Présentation des accusés
Tous ces médias présentent les deux vieux accusés (76 ans et 66 ans) comme des proches de l’ancien président Juvénal Habyarimana comme l’affirme entre autres RFI.
Or, pour ceux qui connaissent les deux hommes, rien ne traduit la proximité de chacun d’eux avec le président Habyarimana, que ce soit sur le plan professionnel, sur le plan politique ou familial. En effet, on ne voit aucune proximité avec le président Habyarimana d’un ancien caporal ou sergent chauffeur dans l’armée, originaire de Ruhengeri et plus tard, après son service militaire, est devenu boutiquier. Quelle proximite existerait entre lui et le chef de l’Etat et Commandant suprême des Forces Armées?

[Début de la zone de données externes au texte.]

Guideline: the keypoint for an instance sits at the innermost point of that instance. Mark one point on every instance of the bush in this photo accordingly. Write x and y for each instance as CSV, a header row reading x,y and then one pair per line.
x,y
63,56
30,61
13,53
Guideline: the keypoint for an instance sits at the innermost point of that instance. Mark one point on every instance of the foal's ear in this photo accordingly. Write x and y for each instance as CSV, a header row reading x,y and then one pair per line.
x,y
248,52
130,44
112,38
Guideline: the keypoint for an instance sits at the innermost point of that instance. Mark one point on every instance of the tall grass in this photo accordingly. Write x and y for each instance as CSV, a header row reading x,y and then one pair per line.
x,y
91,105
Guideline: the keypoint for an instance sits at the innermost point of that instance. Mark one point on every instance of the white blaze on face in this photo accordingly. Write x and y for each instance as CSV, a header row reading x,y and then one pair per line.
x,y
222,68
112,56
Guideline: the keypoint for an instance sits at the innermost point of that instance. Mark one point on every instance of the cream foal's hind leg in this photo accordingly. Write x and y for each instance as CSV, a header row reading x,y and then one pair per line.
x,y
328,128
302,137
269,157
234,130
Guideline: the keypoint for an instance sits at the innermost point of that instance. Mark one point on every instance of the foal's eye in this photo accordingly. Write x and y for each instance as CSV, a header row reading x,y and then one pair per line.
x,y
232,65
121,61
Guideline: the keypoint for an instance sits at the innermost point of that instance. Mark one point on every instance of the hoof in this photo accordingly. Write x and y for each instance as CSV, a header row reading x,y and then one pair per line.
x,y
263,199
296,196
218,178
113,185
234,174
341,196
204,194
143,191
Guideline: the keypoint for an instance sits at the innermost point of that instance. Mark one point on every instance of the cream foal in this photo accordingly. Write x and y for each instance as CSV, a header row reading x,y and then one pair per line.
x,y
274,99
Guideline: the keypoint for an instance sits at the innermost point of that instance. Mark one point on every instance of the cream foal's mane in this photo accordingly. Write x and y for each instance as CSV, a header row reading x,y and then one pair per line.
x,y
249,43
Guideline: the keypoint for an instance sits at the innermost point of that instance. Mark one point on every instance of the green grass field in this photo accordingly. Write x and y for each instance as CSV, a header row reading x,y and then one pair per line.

De même, étant natif de Gisenyi mais sans lien familial avec le président, on ne voit pas en quoi un mécanicien d’un garage des Ponts et Chaussées, handicapé suite à un accident de travail, serait proche du chef de l’Etat tout simplement pour être natif de la même région.
Et quand bien même ces accusés seraient des proches parents ou de voisinage de Habyarimana, on ne voit pas en quoi ce fait constituerait un crime.
Et pour corser le tout, l’un d’eux est affublé du qualificatif de “chef d’Etat-major des Interahamwe”!, poste qui n’ a jamais existé dans aucun organigramme des organisations politiques ou de la société civile du Rwanda républicain.
L’un d’eux est présenté comme étant un “riche homme d’affaires” avant le génocide!
Comment un boutiquier ayant aussi transformé sa boutique en bureau de change des devises, donc un cambiste reconnu et autorisé par la Banque Centrale, pourrait de ce simple fait être présenté comme “un riche homme d’affaires” ? Selon cette logique, il éclipserait les propriétaires des immeubles à plusieurs étages dans Kigali, appartenant à de puissants hommes d’affaires qui possédaient le monopole du commerce dans tout le pays: du carburant , des cigarettes, des matelas etc. … et curieusement tous Tutsi.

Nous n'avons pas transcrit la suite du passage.